Photo credit: Tony Frates, UNPS
Gierisch mallow or Gierisch’s globemallow (Sphaeralcea gierischii) | ESA status: endangered
The Gierisch mallow, also known as Gierisch’s globemallow, is an endangered plant found only in Utah and Arizona and threatened by gypsum mining.
Gierisch mallow facts
A tall, wispy plant with orange flowers, the Gierisch mallow appears to be a perennial that sprouts annually from a woody stalk each spring.
Gierisch mallow habitat
This narrowly endemic wildflower, first described in 2002, grows on gypsum outcrops in arid Mohave desertscrub communities in Washington County, Utah, and northern Mohave County, Arizona.
Only 18 populations are known to exist, 17 on federal land managed by the Bureau of Land Management (BLM) and one on Arizona state land.
What are the threats to the Gierisch mallow?
The species is highly imperiled, as most of its range is being actively mined for gypsum.
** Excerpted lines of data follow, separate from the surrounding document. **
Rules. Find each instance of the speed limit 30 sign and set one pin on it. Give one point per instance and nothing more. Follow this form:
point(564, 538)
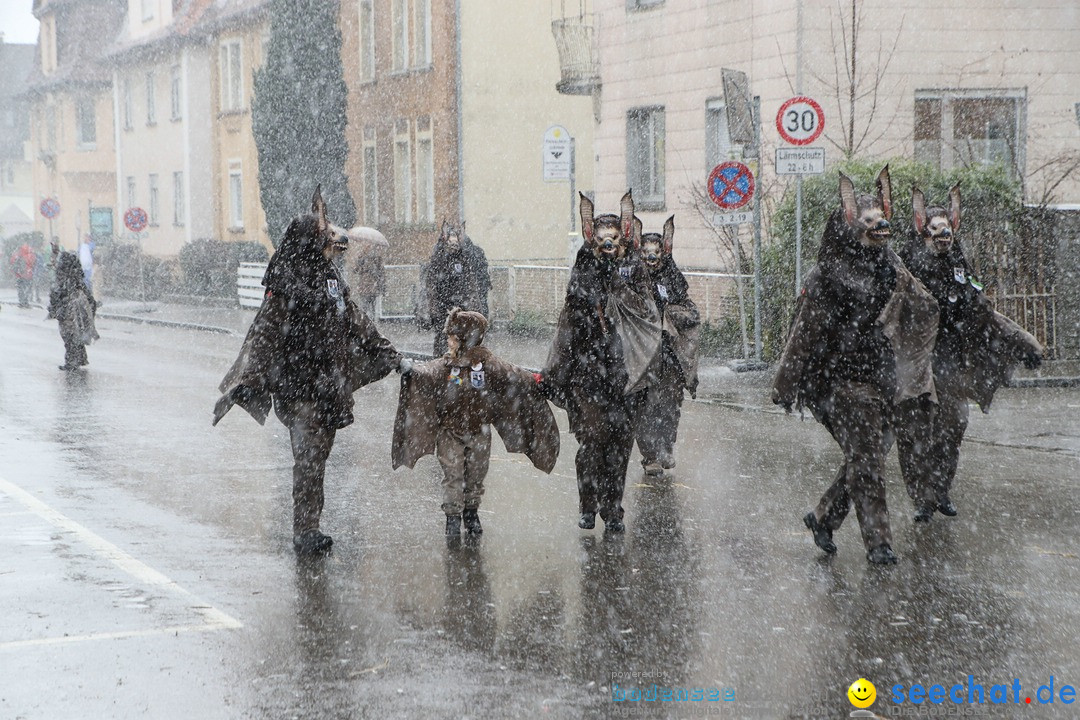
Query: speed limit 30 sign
point(800, 120)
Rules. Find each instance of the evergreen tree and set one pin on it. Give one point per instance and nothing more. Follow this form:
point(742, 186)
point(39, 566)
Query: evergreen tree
point(299, 112)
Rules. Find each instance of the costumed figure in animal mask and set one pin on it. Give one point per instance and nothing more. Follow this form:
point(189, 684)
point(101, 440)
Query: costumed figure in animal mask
point(860, 343)
point(307, 351)
point(658, 420)
point(974, 354)
point(71, 302)
point(606, 343)
point(456, 276)
point(448, 405)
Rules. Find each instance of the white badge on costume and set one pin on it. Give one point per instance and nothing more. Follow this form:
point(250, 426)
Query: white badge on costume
point(476, 377)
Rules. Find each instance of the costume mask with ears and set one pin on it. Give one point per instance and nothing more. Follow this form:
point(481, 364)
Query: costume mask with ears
point(867, 215)
point(655, 246)
point(608, 235)
point(936, 225)
point(335, 240)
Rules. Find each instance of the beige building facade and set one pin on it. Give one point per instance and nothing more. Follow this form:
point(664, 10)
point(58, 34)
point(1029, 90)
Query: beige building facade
point(449, 105)
point(973, 82)
point(71, 121)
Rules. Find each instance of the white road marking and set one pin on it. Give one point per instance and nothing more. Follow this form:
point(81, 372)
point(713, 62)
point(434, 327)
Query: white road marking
point(214, 619)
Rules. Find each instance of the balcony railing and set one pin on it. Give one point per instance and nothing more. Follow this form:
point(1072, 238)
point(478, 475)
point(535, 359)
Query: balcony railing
point(574, 38)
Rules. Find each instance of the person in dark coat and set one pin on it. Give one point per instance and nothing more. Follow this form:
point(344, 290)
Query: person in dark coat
point(308, 350)
point(860, 343)
point(975, 352)
point(657, 425)
point(448, 405)
point(456, 276)
point(606, 342)
point(71, 303)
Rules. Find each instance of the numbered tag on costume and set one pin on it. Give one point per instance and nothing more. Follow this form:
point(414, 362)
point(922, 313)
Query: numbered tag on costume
point(476, 376)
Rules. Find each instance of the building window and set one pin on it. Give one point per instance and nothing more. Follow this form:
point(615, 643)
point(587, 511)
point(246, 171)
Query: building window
point(970, 127)
point(231, 77)
point(366, 40)
point(424, 173)
point(400, 34)
point(175, 93)
point(85, 123)
point(718, 147)
point(645, 157)
point(370, 179)
point(129, 104)
point(421, 11)
point(152, 211)
point(235, 195)
point(151, 110)
point(178, 208)
point(403, 174)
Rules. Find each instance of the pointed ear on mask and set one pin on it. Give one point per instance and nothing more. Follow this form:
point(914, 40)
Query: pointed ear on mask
point(626, 214)
point(954, 207)
point(848, 199)
point(918, 211)
point(588, 228)
point(669, 238)
point(885, 192)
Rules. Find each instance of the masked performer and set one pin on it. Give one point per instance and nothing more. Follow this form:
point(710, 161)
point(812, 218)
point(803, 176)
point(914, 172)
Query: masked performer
point(861, 342)
point(448, 405)
point(456, 276)
point(975, 353)
point(657, 426)
point(71, 303)
point(606, 344)
point(308, 350)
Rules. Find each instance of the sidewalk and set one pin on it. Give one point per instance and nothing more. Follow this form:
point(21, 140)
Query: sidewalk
point(717, 381)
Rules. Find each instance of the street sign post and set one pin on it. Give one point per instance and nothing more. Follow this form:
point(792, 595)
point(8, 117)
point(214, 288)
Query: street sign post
point(800, 120)
point(730, 185)
point(135, 219)
point(50, 207)
point(800, 161)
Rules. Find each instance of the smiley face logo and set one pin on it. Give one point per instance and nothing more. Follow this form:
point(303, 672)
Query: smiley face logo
point(862, 693)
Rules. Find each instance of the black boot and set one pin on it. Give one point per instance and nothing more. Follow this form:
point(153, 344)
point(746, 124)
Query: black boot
point(312, 542)
point(822, 535)
point(471, 518)
point(881, 555)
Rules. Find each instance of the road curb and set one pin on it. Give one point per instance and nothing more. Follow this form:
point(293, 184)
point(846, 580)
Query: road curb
point(167, 323)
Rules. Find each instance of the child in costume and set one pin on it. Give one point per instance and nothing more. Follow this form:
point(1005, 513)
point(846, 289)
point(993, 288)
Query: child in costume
point(447, 406)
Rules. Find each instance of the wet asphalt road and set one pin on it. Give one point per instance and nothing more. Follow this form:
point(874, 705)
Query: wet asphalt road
point(146, 568)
Gypsum is used to manufacture sheetrock, which is used in home construction. Gypsum mining in Arizona threatens the two largest populations of Gierisch mallow, representing up to 50 percent of the species’ total numbers. Gypsum mining eliminates mallow habitat and creates piles of tailings that may be dumped on plants. It is unknown if Gierisch mallows will readily grow on reclaimed mining sites.
While gypsum mining is the major threat to the Gierisch mallow, the beleaguered plant must also contend with other problems. Unauthorized off-road vehicle use, illegal dumping, and impacts associated with illegal target shooting are degrading habitat, as are invasive plant species such as red brome and cheatgrass. Livestock will also eat or trample the mallow.
What WildEarth Guardians is doing to preserve the Gierisch mallow
WildEarth Guardians petitioned for the plant’s federal protection in June 2007, and the U.S. Fish and Wildlife Service listed the Gierisch mallow as “endangered” in 2013.